While awaiting the arrival of The Limits to Growth (a 2004, 30th year update version I found on World of Books ), I’ve been looking around the web for articles and snippets on Donella Meadows. Sadly, there aren’t nearly enough considering how smart and prophetic she seemed.
To increase what’s out there, with her name attributed, I wanted to highlight a small portion of her talk on Sustainable Systems, given at the University of Michigan’s Sustainability Lecture Series on 18 March, 1999(1).
A few days short of 26 years ago, everything she says could easily be said today. And for many, it might even still seem uniquely astute, as opposed to painfully obvious and representative of one of the most maddening systemic issues (skim to the bold bit if it looks too long).
The systems principle of success to the successful. The more property you get in that game [Monopoly] the more you have the power to extract money from other people to get more property.

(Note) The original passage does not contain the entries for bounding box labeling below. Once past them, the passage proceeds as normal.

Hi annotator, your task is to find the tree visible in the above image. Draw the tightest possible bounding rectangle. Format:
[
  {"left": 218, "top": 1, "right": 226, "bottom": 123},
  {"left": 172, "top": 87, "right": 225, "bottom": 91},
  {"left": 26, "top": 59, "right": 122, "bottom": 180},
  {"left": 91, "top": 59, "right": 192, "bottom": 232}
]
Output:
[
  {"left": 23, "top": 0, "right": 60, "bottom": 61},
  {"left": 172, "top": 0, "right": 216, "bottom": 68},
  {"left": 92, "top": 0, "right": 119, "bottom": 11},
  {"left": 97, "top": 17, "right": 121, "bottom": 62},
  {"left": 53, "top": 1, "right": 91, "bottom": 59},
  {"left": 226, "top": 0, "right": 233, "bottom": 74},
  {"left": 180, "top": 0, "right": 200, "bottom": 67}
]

That’s another positive feedback loop. The richer you get in that game the richer you get. And the poorer you get, if you’re the one who doesn’t manage to get those monopolies and build those hotels, the poorer you get, until you somebody goes bankrupt or people kick the board over, because in fact it’s a very boring game.
The only good part about that game is that you get to start over. And everybody gets to be equal again. And maybe next time you get to be the successful one, who gets the positive side of this success to the successful loop, instead of the negative side.
The world is full of success to the successful loops. They are the main reason why we continue to have poverty and inequity. It’s not because of the character, either of the rich people, or of the poor people, and I don’t want to blame either one. It’s because there are a hundred, a thousand mechanisms by which if you are rich you get the capacity to get more rich. If you are powerful you get the capacity to be more powerful. And if you are neither you lose any capacity to turn yourself around.
I can list a few you can list more and if you start going around the world looking for them you just see how uncanny it is that we build systems that continually take the successful and hand them the capacity to be more successful and we take the unsuccessful and take away even that capacity that we have.
Differential education is one of the most obvious ones. The payment of interest is one. Interest always flows from those that don’t have enough money to those have more than enough money. Campaign contributions in supposed democracies. Or uneven healthcare. Racisim of all kinds. I could go on and on. You know it as well as I do. And if you don’t know it, I’d ask a poor person therefore; they’re very very aware of all the ways in which their capacity to solve their own problems is stripped from them and the capacity of the powerful to get their problems is handed to them in greater and greater quantities.
It’s a positive loop. It evolves in almost every social system, this success to the successful business is full of it.
Donella Meadows, 18 March, 1999.
Link to this quoted section. And here’s a link to part 1 of 4 of this series. How great of YouTube user Jennifer Lynn for sharing these.
Continuing the theme of great women, it’s worth remembering (or learning, if you don’t know the sad and painfully ironic story), that the inventor of Monopoly (the Landlord’s Game as she called it) was Lizzy Magie, and she “…actually designed the game as a protest against the big monopolists of her time—people like Andrew Carnegie and John D. Rockefeller.”
She created two sets of rules for her game: an anti-monopolist set in which all were rewarded when wealth was created, and a monopolist set in which the goal was to create monopolies and dominate opponents. Her dualistic approach was a teaching tool meant to demonstrate that the first set of rules was morally superior.
“It is a practical demonstration of the present system of land-grabbing with all its usual outcomes and consequences,” she wrote in a 1902 issue of the Single Tax Review. “It might well have been called the ‘Game of Life,’ as it contains all the elements of success and failure in the real world, and the object is the same as the human race in general seems[s] to have, i.e., the accumulation of wealth.”
I first learnt about this story via The Landlords Game episode of 99% Invisible.

And I thought a lot about it again in 2020, seeing Kimberly Jones explain ‘the systems principle of success to the successful’ even more succinctly.
And again in 2021, with the release of a ‘Socially conscious Monopoly game”, Blacks & Whites.
This topic and that game always nudge an old desire of mine (as I’ve mentioned before) to create a ‘White Privilege Expansion Pack’ for Monopoly, as while I love the idea of a standalone board game, I see it being missed, and too easily ignored by the people that could do with learning from it the most.
As my (white male) kids approach their teens, and they tell me of their discomfort with the increasing presence of racism and sexism in social groups adjacent to theirs, I think more than ever that it’s time to be more active in my own anti-racism and active ally behaviours.
Worth at this point and in closing, when raising the ‘privilege’ card – which seems to trigger so many privileged people – to re-share the idea of the Game of Life’s Lowest Difficulty Setting…
In the role playing game known as The Real World, “Straight White Male” is the lowest difficulty setting there is.
You can lose playing on the lowest difficulty setting. The lowest difficulty setting is still the easiest setting to win on. The player who plays on the “Gay Minority Female” setting? Hardcore.
❤️
(1) According to this piece about the same lecture and collection of YouTube videos.